- Иван, а ты что здесь забыл?! Тебе где сказано было быть?
- Не гневайся, атаман, дело очень важное. На адмиральской галере гребцы взбунтовались, и если мы сейчас по ней ударим, то и православных спасем, и еще один корабль без особых хлопот захватим!
- Ну?! Тогда другое дело! А ну, православные, поможем нашим братьям?
Гребцов два раза просить не пришлось, и все дружно налегли на весла. Кое где помогали грести казаки. Трофейная галера довольно быстро развила большую скорость - гребцы старались на совесть. Самаренин хотел снова убрать Ивана куда подальше, но он шепнул ему на ухо.
- Атаман, дозволь мне на носу галеры быть! Пока сближаться будем, ни одна турецкая пушка по нам оттуда не выстрелит!
- Ну, давай, кудесник! Чудны дела твои, Господи!
Иван быстро пробрался на самый нос, где стояли пять тяжелых пушек, возле которых уже вовсю хлопотали казаки. Впереди приближалась адмиральская галера, лежавшая в дрейфе. Даже отсюда было видно, что там идет настоящее побоище. Гребцы каким-то образом сумели освободиться, и напали на турок. Вторая галера, шедшая вместе с адмиральской, не рискнула оставить своего флагмана и бросилась ему на помощь, махнув рукой на захваченные казаками корабли. И этим тут же воспользовались три казачьих струга, отвлекавшие до этого противника. Они атаковали флагман с противоположного борта, резонно рассудив, что из пушек там сейчас стрелять особо некому и некогда. Рассчет оправдался. Быстро оказавшись под бортом неподвижной адмиральской галеры, с которой не прозвучало ни одного пушечного выстрела, казаки взяли ее на абордаж, сломив сопротивление турок. И когда галера, спешившая на помощь своему адмиралу, все же сошлась вплотную с флагманом и ее экипаж бросился в бой, ему противостояли не одни лишь вооруженные чем попало замордованные гребцы-невольники, а многочисленные хорошо вооруженные казаки.

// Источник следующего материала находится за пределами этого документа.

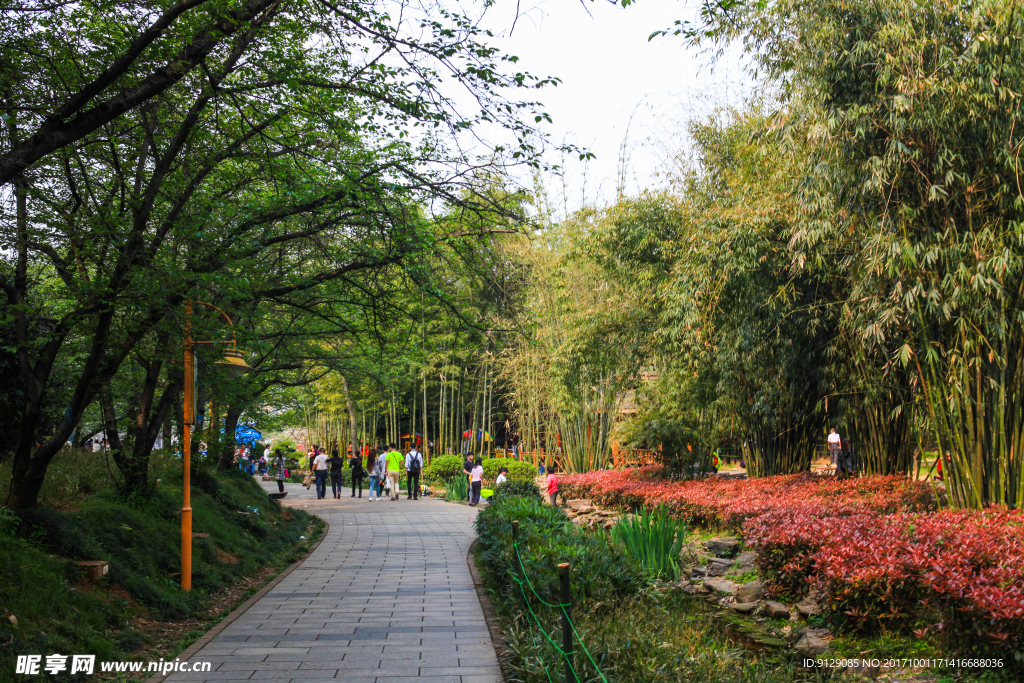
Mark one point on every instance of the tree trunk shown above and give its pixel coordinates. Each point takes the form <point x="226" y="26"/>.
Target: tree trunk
<point x="351" y="418"/>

Связка из двух неподвижных кораблей все ближе и ближе. Атаман вел галеру таким образом, чтобы атаковать флагмана, поскольку его артиллерия уже работать не могла. Расстояние быстро сокращалось. Удар!!! Летят абордажные крючья, сцепляя два корабля. И в следующее мгновение на палубу турецкого флагмана, где вовсю кипит бой, врывается волна казаков, сметая все на своем пути. Очень скоро сопротивление турок на флагмане было полностью сломлено, и казаки принялись за вторую галеру. Но там никаких сложностей не возникло, поскольку ее экипаж был истреблен уже практически полностью. А те немногие, что сторожили гребцов, сами побросали оружие, видя полную безнадежность сопротивления. Оставшиеся турецкие корабли не рискнули продолжать бой, и развернувшись, быстро уходили в сторону Азова. Преследовать их не стали. Нужно было разобраться с уже захваченными трофеями, и как можно скорее вернуться в Черкасск. Обременять себя такой добычей, продолжая поход, было неразумно.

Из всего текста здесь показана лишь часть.